Clancey, a vocalist and guitarist, has played with Bell for at least 20 years in venues throughout the region. Along with Bell, Clancey chose the songs for the album and mapped them out for the other musicians.

Drummer Jerry Clayton also is the album’s engineer. The album was produced at his studio, Radio Dog Recordings in San Antonio.

“I’m really proud of the finished product,” Clayton said. “I think it accurately portrays Laura’s talent, documenting the great music Laura has been singing.”

On keyboard is RB Blackstone, who said he wrote his own tracks and recorded them separately from the rest of the band. Blackstone said he has worked with acts such as “Tower of Power,” Ricky Skaggs, and “Freedom Isn’t Free.”

Other band members include Will Owen Gage on lead guitar, Al Gomez on trumpet, and tenor saxophone players Henry Rivas and Albert Garcia.

Bell dedicates the CD to the memory of her brother, Bruce; she promised him that she would one day record an album. One of the moments that shaped her career followed a blood transfusion she received following a 1977 car crash, in which Bell contracted Hepatitis C. Despite the debilitating illness, she has managed to be the mother of a son and daughter, and is now the grandmother of two children.

“My career was taking off as a singer,” Bell said. “I was doing jazz primarily, Etta James and Ella Fitzgerald. It kind of fell through the cracks.

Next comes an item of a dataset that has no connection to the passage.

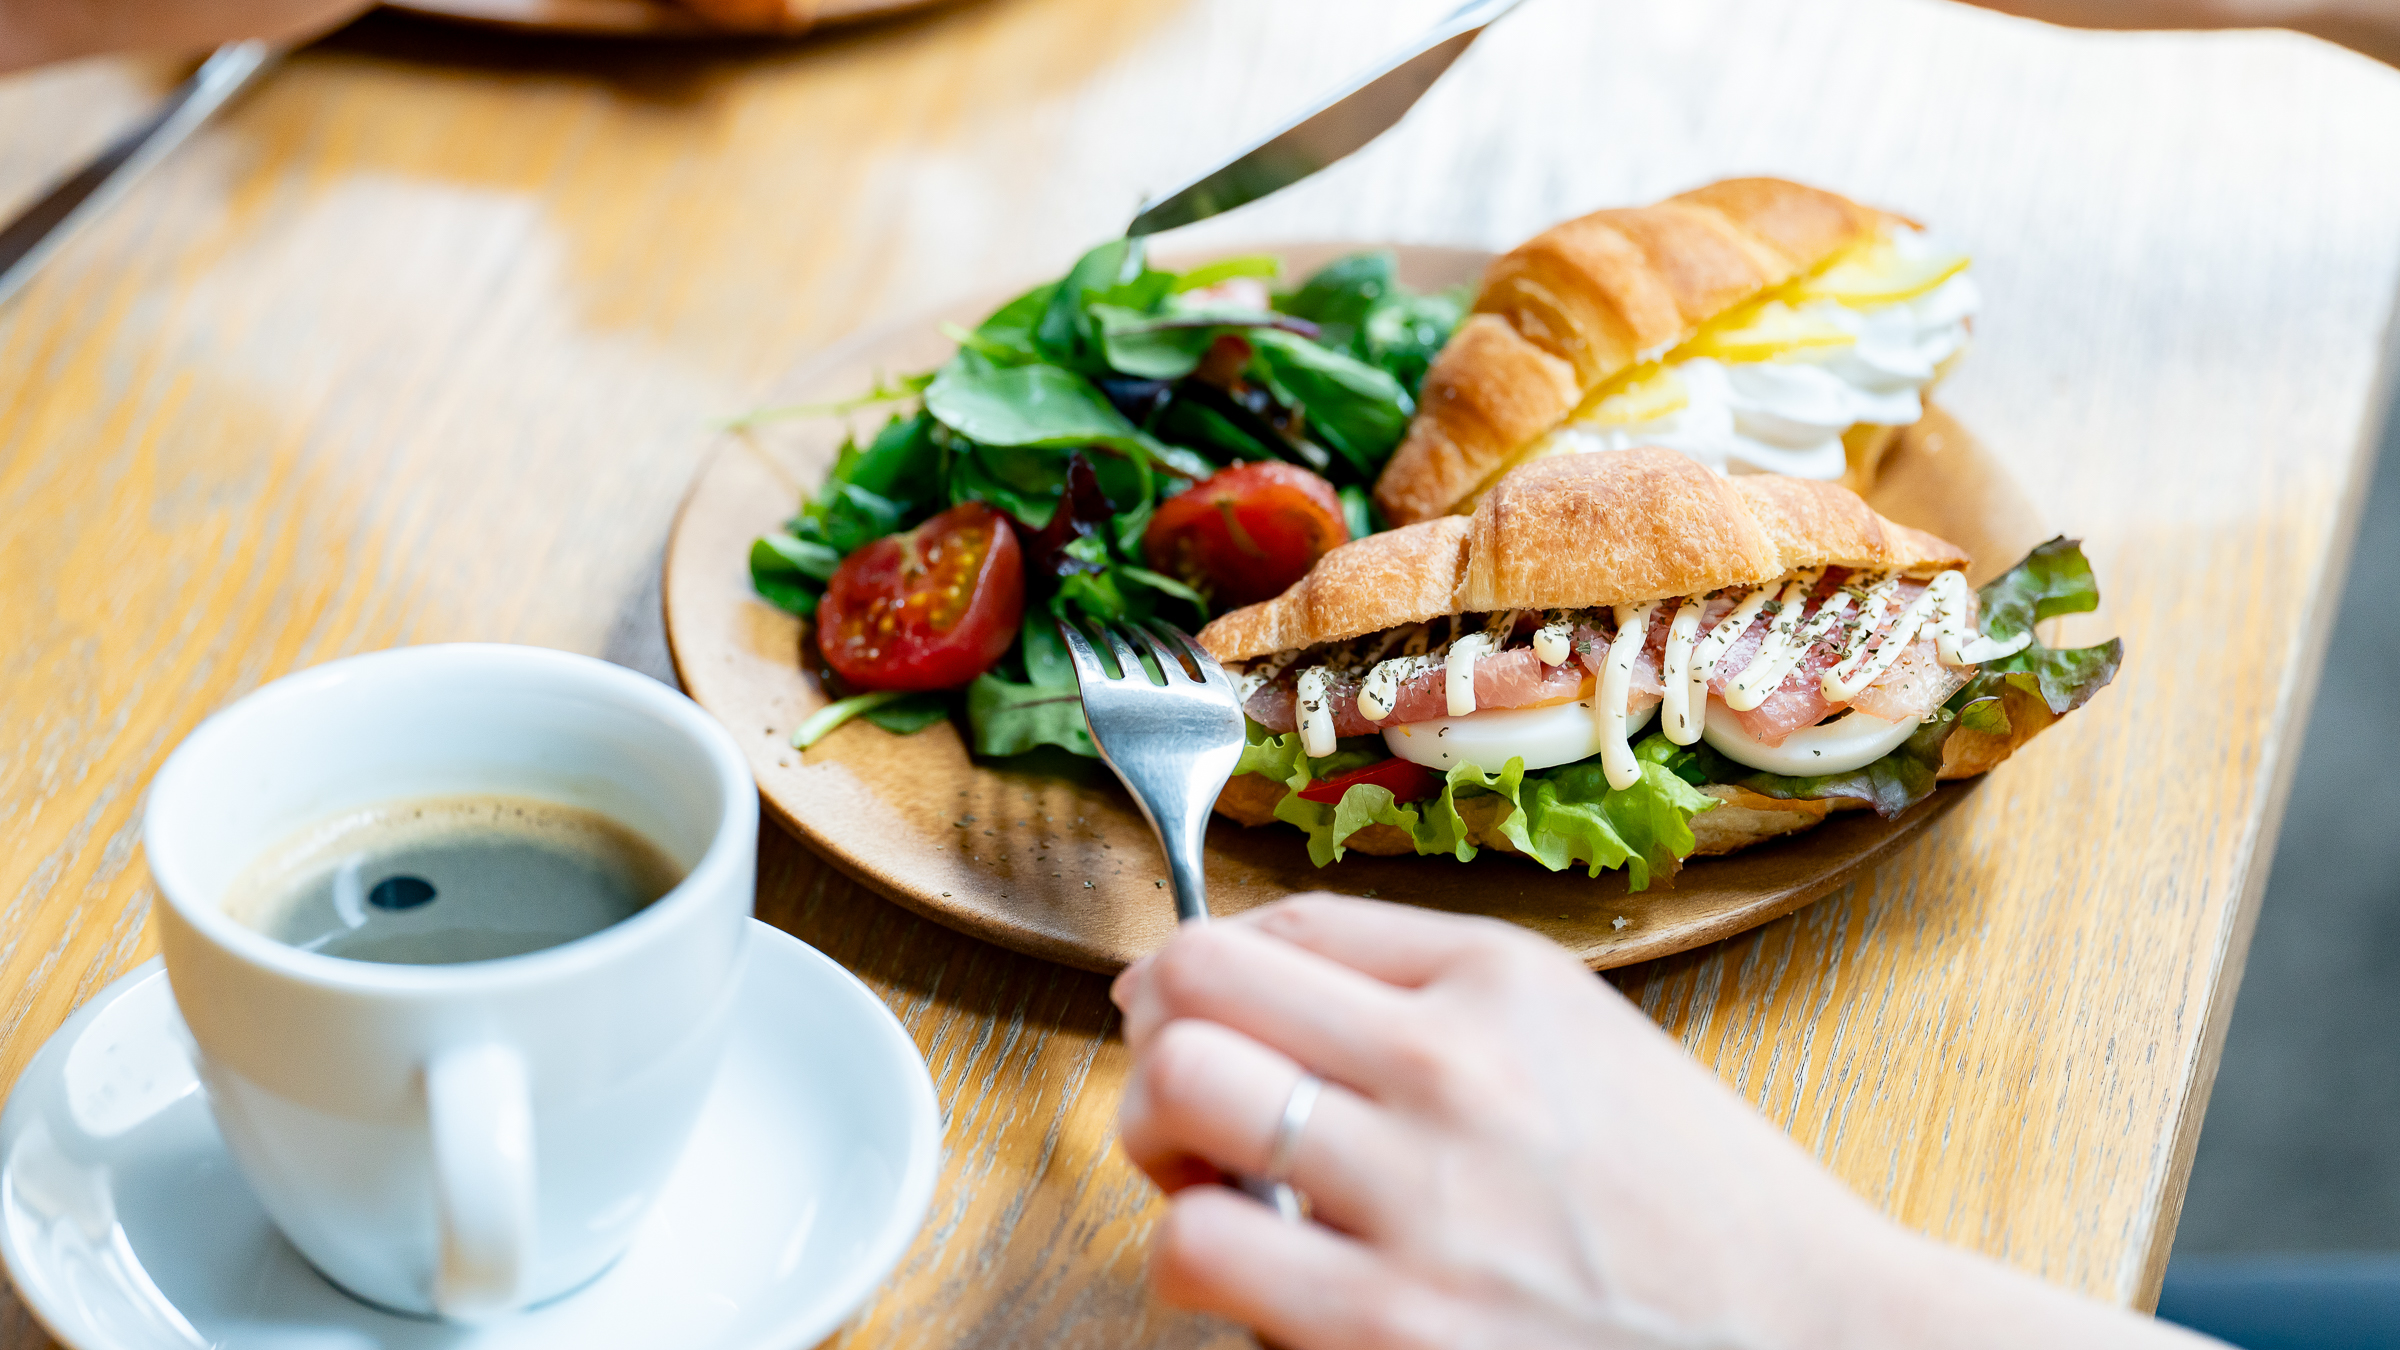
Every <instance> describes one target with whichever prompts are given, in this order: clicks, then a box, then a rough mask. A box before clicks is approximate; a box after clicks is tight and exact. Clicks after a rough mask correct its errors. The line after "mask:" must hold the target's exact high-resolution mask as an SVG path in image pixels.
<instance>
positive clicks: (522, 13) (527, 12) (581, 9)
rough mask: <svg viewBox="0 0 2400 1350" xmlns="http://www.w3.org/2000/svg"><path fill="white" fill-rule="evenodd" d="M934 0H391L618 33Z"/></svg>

Now I’m older and wiser and trying really hard to get it together.”

She pledges to work on a second album when given the all-clear by doctors when her chemotherapy is complete.

Tracks on the CD include Van Morrison songs “Moondance” and “Domino,” Isaac Hayes and David Porter’s “When Something is Wrong with My Baby,” Ella Fitzgerald’s “Round Midnight,” and the song Bell considers her signature -- Aretha Franklin’s “Do Right Woman, Do Right Man.”